Certamente você tenha percebido claramente que a atualidade informativa do último ano foi dominada por um fato um tanto incomum: o novo coronavíruss e sua consequente pandemia. De uns tempos para cá vivemos em um ciclo contínuo de notícias sobre incidências acumuladas, taxas de mortalidade, percentagens de vacinação, restrições de um e outro tipo e variantes mutantes que ameaçam extinguir todo o mundo. Se você está se sentindo esgotado, não está sozinho. A imprensa conduziu tudo até este ponto. |
Isso ficou bem ilustrado em um recente estudo elaborado por três pesquisadores do Escritório Nacional de Pesquisa Econômica, uma das principais instituições públicas dedicadas à divulgação científica nos Estados Unidos. O trabalho se focou em uma questão que provavelmente também você tenha pensado: por que todas as notícias sobre o coronavírus são sempre más? Para responder a questão analisaram 9 milhões de notícias publicadas desde janeiro do ano passado na imprensa mundial.
Utilizando uma técnica de ciências sociais aplicadas que classifica a linguagem em função de sua positividade, neutralidade ou negatividade e dissecando 20.000 reportagens diferentes, os pesquisadores descobriram que os grandes meios de imprensa são 25 pontos mais "negativos" que o resto de publicações. Ademais, as notícias mais catastrofistas e pessimistas tendiam a ser as mais lidas em cada órgão. E a "negatividade" era transversal ao setor, à margem de sua inclinação ideológica.

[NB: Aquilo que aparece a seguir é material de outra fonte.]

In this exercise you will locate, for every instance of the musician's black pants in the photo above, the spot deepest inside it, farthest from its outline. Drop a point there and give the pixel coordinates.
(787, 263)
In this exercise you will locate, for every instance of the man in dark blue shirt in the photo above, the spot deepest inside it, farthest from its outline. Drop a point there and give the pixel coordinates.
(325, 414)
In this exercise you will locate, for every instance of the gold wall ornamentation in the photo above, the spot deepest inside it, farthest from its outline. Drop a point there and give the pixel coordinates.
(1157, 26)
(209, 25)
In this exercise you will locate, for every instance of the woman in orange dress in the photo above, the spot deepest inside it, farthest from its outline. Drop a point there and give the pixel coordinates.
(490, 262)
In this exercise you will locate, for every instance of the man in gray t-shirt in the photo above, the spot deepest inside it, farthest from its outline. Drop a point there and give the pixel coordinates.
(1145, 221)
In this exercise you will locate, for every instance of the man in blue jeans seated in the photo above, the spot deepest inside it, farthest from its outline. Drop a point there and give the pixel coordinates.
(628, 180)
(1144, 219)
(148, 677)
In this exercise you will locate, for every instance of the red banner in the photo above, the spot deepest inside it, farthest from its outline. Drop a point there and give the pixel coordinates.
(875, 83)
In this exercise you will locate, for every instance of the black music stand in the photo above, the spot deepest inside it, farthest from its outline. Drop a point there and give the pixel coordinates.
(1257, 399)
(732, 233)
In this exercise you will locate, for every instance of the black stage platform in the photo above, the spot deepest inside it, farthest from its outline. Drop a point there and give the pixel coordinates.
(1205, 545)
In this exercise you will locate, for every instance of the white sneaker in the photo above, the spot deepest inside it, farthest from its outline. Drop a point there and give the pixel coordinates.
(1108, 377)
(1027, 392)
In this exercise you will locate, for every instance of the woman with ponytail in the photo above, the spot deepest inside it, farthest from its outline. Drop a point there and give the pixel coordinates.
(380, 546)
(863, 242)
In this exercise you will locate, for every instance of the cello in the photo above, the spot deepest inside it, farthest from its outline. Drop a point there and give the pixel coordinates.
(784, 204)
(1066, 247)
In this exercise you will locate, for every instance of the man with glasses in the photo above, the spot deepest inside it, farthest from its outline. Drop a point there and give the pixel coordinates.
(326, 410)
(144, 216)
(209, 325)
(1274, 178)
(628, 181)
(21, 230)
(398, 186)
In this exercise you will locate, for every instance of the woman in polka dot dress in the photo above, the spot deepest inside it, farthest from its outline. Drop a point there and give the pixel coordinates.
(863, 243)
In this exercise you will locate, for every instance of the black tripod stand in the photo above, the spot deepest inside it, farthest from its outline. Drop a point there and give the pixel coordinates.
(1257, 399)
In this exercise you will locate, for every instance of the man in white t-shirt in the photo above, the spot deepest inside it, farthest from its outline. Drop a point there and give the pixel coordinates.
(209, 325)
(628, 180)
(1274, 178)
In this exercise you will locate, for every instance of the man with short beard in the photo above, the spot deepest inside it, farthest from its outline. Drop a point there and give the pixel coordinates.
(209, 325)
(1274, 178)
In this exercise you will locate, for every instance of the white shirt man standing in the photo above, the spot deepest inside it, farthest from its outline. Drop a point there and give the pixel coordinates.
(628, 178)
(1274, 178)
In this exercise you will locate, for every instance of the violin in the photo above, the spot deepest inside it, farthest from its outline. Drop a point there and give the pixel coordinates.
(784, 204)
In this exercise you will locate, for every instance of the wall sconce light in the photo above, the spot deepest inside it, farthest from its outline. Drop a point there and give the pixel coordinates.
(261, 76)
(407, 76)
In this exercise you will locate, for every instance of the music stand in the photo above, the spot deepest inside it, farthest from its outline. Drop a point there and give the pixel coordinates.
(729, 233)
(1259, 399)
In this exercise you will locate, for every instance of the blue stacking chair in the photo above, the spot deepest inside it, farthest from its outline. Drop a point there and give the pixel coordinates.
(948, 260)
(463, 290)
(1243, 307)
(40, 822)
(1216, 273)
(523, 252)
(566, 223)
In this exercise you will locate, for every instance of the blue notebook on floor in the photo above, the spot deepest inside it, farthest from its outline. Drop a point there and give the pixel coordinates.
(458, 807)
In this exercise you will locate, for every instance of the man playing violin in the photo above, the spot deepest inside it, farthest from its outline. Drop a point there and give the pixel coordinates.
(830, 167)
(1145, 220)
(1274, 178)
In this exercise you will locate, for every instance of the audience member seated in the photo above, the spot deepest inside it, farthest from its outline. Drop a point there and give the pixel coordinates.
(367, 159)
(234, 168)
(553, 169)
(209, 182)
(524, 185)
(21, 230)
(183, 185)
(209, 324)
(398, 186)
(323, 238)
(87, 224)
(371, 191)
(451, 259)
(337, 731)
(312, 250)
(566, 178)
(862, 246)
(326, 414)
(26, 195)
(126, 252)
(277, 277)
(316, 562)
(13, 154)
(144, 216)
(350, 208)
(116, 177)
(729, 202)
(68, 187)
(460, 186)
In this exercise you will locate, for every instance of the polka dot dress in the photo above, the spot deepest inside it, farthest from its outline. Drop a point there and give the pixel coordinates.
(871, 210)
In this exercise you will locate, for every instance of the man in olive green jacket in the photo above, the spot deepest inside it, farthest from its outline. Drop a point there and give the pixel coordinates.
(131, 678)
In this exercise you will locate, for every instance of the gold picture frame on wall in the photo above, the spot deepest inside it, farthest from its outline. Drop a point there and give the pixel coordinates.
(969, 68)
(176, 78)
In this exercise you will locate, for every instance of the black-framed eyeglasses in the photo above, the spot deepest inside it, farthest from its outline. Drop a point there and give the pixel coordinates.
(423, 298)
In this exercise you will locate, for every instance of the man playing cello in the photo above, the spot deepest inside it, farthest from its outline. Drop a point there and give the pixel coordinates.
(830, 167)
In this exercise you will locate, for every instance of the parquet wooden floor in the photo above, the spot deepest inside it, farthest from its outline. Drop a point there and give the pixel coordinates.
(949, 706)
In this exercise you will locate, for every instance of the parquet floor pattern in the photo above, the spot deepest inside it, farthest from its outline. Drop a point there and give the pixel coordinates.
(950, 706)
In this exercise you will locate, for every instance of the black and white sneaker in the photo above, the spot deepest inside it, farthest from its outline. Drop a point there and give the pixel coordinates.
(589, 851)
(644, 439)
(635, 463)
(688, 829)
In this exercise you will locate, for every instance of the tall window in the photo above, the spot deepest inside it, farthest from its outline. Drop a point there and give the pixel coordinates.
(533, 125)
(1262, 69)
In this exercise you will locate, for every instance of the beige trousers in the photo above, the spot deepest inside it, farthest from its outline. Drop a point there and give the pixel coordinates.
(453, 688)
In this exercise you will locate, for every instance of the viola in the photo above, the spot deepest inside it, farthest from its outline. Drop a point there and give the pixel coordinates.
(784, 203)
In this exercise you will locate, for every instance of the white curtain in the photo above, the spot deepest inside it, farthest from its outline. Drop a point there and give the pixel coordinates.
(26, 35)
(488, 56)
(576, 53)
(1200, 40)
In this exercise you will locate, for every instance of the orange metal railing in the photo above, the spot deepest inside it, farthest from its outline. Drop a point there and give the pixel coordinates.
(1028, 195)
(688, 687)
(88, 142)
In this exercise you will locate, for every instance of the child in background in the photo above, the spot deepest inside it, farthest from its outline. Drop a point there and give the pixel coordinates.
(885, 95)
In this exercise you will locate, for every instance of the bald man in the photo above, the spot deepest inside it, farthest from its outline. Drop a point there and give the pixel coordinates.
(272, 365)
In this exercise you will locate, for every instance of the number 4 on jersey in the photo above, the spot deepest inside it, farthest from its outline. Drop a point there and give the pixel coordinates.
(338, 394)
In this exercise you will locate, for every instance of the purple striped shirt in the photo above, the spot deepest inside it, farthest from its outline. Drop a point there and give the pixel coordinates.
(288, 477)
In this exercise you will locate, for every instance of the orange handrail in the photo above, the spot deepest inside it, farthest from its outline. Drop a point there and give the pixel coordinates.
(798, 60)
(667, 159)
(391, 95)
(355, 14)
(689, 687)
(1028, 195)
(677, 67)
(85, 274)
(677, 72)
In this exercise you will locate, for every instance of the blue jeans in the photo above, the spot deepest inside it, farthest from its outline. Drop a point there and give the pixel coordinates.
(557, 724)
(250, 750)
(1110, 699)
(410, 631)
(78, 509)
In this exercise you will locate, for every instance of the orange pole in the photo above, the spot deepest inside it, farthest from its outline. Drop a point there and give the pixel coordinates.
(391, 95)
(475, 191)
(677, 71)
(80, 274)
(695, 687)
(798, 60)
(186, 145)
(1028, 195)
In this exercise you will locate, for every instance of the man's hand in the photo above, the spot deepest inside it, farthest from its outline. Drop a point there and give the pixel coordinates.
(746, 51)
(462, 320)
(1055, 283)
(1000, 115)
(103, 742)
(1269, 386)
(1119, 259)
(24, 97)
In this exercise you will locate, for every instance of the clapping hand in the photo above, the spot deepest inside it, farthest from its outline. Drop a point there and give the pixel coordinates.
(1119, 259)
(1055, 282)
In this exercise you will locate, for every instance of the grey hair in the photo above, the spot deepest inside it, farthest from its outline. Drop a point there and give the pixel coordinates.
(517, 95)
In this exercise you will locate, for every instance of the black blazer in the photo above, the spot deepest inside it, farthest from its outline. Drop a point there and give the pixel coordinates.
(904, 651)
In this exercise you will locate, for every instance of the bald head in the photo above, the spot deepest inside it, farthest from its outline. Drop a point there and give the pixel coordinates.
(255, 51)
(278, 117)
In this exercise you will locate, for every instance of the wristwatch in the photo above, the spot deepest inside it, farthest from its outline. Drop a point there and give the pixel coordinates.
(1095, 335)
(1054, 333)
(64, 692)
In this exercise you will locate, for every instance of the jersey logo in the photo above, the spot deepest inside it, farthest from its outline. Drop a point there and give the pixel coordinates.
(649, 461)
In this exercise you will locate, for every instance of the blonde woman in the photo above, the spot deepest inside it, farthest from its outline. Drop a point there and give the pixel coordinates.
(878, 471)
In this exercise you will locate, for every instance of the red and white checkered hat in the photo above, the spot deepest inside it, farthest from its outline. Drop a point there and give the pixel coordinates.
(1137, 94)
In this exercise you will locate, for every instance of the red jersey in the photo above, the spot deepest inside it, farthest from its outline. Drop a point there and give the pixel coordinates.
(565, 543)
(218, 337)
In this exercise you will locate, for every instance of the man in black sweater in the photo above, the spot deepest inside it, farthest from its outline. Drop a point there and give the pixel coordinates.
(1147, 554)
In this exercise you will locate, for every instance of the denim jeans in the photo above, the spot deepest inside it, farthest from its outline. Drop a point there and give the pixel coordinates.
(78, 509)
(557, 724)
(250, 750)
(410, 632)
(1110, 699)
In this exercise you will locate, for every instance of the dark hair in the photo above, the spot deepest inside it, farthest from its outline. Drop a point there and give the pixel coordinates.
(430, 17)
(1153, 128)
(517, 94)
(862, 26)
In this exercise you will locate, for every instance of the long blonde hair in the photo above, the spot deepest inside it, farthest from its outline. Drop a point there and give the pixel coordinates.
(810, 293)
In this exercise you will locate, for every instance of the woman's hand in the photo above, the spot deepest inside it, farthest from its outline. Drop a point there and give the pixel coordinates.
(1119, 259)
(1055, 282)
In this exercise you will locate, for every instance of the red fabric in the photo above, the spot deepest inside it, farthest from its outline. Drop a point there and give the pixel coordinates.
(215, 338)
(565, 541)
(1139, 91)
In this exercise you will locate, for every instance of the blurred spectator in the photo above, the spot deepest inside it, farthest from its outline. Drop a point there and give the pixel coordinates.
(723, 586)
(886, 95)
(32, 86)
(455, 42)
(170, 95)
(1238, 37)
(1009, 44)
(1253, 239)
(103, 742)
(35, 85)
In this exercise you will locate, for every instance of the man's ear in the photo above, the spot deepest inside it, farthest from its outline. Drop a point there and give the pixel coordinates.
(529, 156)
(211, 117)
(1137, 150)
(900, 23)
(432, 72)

A explicação foi debatida por autores de um artigo do New York Times. O contraste é muito agudo com outro tipo de publicações escritas, como os jornais científicos que estudam o impacto e desenvolvimento da epidemia em termos não mercantilistas e mais informativos:
- "A imprensa está pintando um quadro bem diferente do que os cientistas estão dizendo. O motivo é o desejo de suas audiências por consumir negatividade nas notícias." Ou, o que dá no mesmo: os jornais e redes de TV só estariam respondendo a uma demanda de mercado.
O trabalho centra-se nas grandes publicações americanas, mas não é difícil extrapolar para outras partes do mundo. 87% da cobertura sobre o coronavírus vem sendo negativa. Não só se trata de que os acontecimentos que vivemos durante o último ano sejam deprimentes e exasperantes por si só, que o são, senão do enfoque que a imprensas dá à epidemia. Quando os casos baixaram, por exemplo, as notícias se centravam em pontos isolados onde estavam aumentando; quando as vacinas começaram a ser administradas, as histórias versavam sobre falhas de fornecimento e falibilidade.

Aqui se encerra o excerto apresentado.